HELE VE HERŞEYİN ÜZERİNE TÜY DİKİCİ DEHŞET VE VAHŞETİYLE, ÇARPIK, GAYR-İ DÎNÎ, ATEİST, ATAİST, UCÛBE VE NEREDEYSE HER SENE DEĞİŞEN MÜFREDÂT PROGRAMLARIYLA HALKI VE NESİLLERİ FELC EDEN; VE SON BAKANI ELİNDE SON DERECE BÜYÜK BİR ŞAHSİYETSİZLİĞE SÜRÜKLENEN, ÜSTELİK CHP KÖY ENSTİTÜLERİNİ BİLE ARATMIYACAK KADAR MENFÎ TAVRI İÇİNDE, SONSUZ ESEFE ŞÂYÂNDIR Kİ, “TOPLUMSAL CİNSİYET EŞİTLİĞİ FİDELİKLERİ” HÂLİNE DE GETİRİLEN MAARİF, BİR FÂCİA VE FAZÎHA MİHRÂKI YAPILMIŞDIR…

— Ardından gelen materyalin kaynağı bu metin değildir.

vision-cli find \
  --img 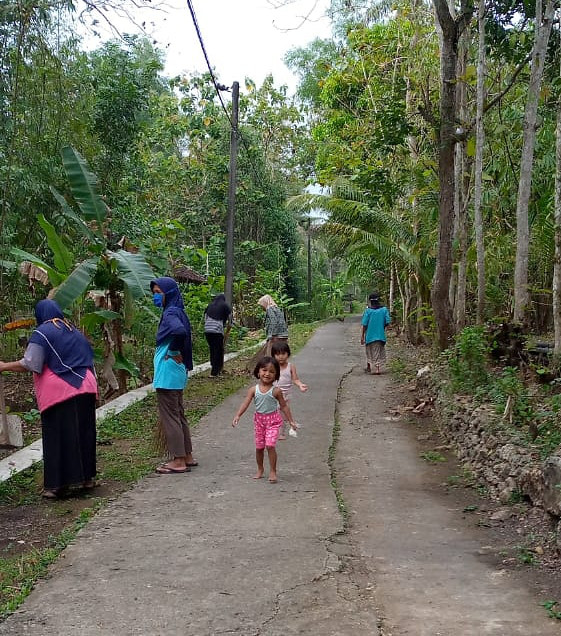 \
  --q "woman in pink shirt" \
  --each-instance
[0,300,97,498]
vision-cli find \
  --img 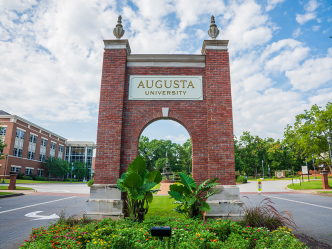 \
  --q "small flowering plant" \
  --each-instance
[21,217,308,249]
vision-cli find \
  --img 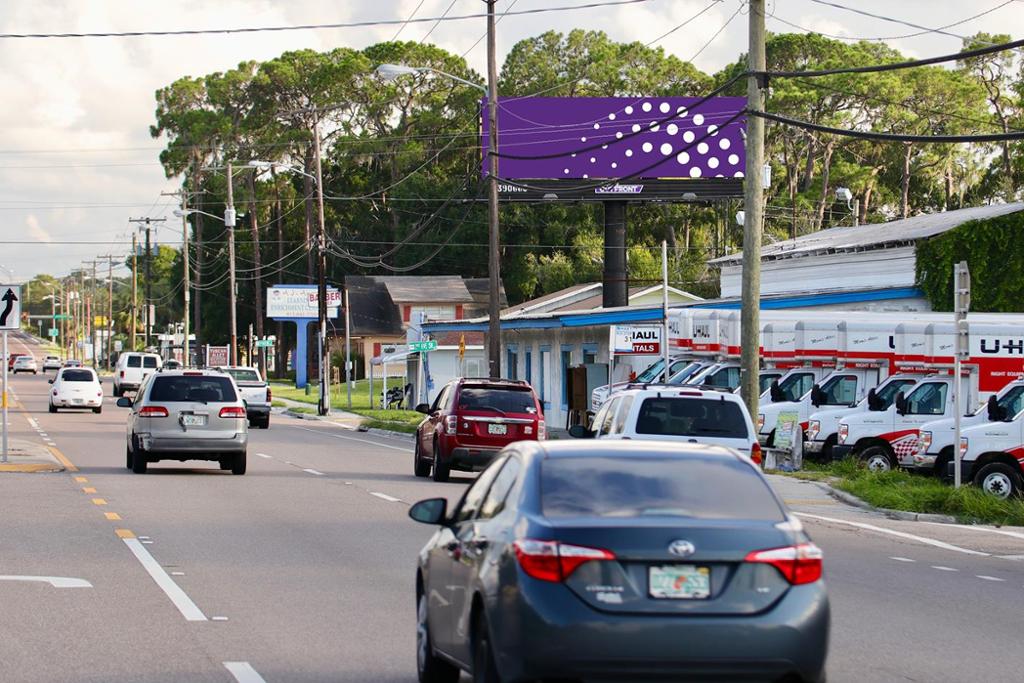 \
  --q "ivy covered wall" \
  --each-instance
[916,212,1024,313]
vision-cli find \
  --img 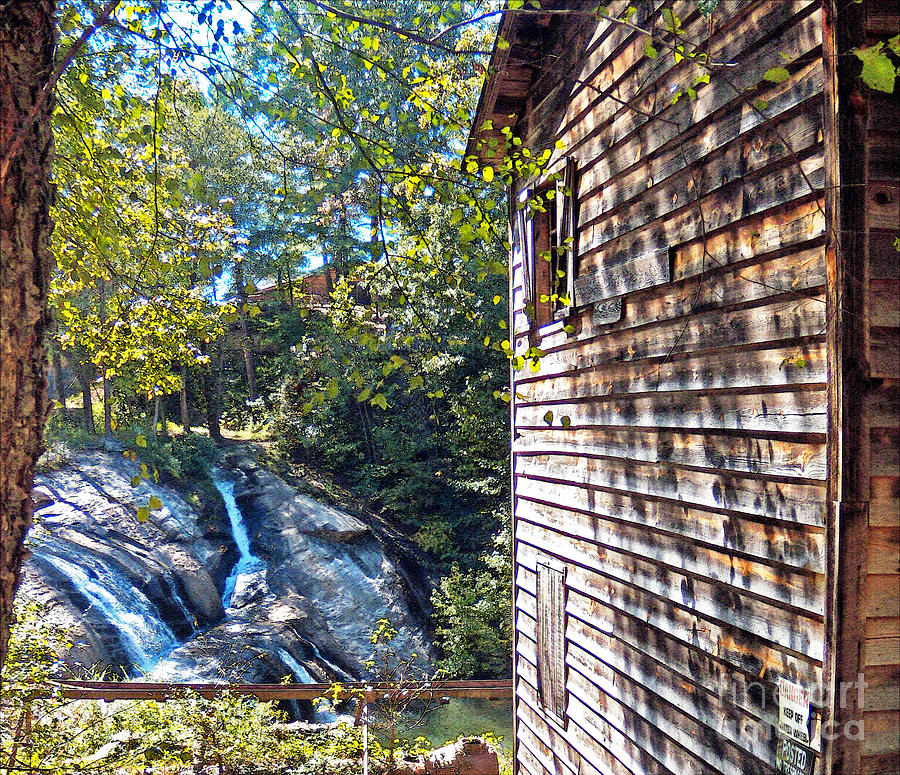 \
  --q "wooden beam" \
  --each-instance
[32,679,512,702]
[823,0,869,775]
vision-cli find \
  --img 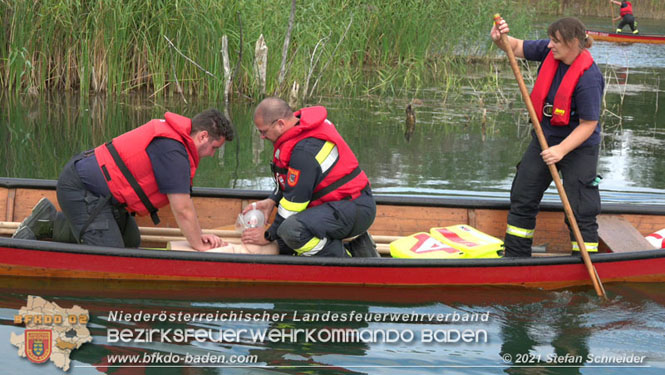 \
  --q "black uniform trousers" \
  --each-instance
[54,154,141,247]
[277,186,376,257]
[504,137,600,257]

“Toplumsal Cinsiyet eşitliği” denilen bu global “Aile ve insanlığı eritme” projesine; ve “İstanbul Sözleşmesi” ile gizli KADEM Derneği faaliyetlerine; Maarif Vekâletinin, mekteblerde “cinsiyet eşitliğini” müfredât programlarına almasına; ve bunların, LGBT’nin doğrudan veya dolaylı desteklenmesinde nerede durduklarına, nasibse müteâkıb makâlemizle neşter atalım…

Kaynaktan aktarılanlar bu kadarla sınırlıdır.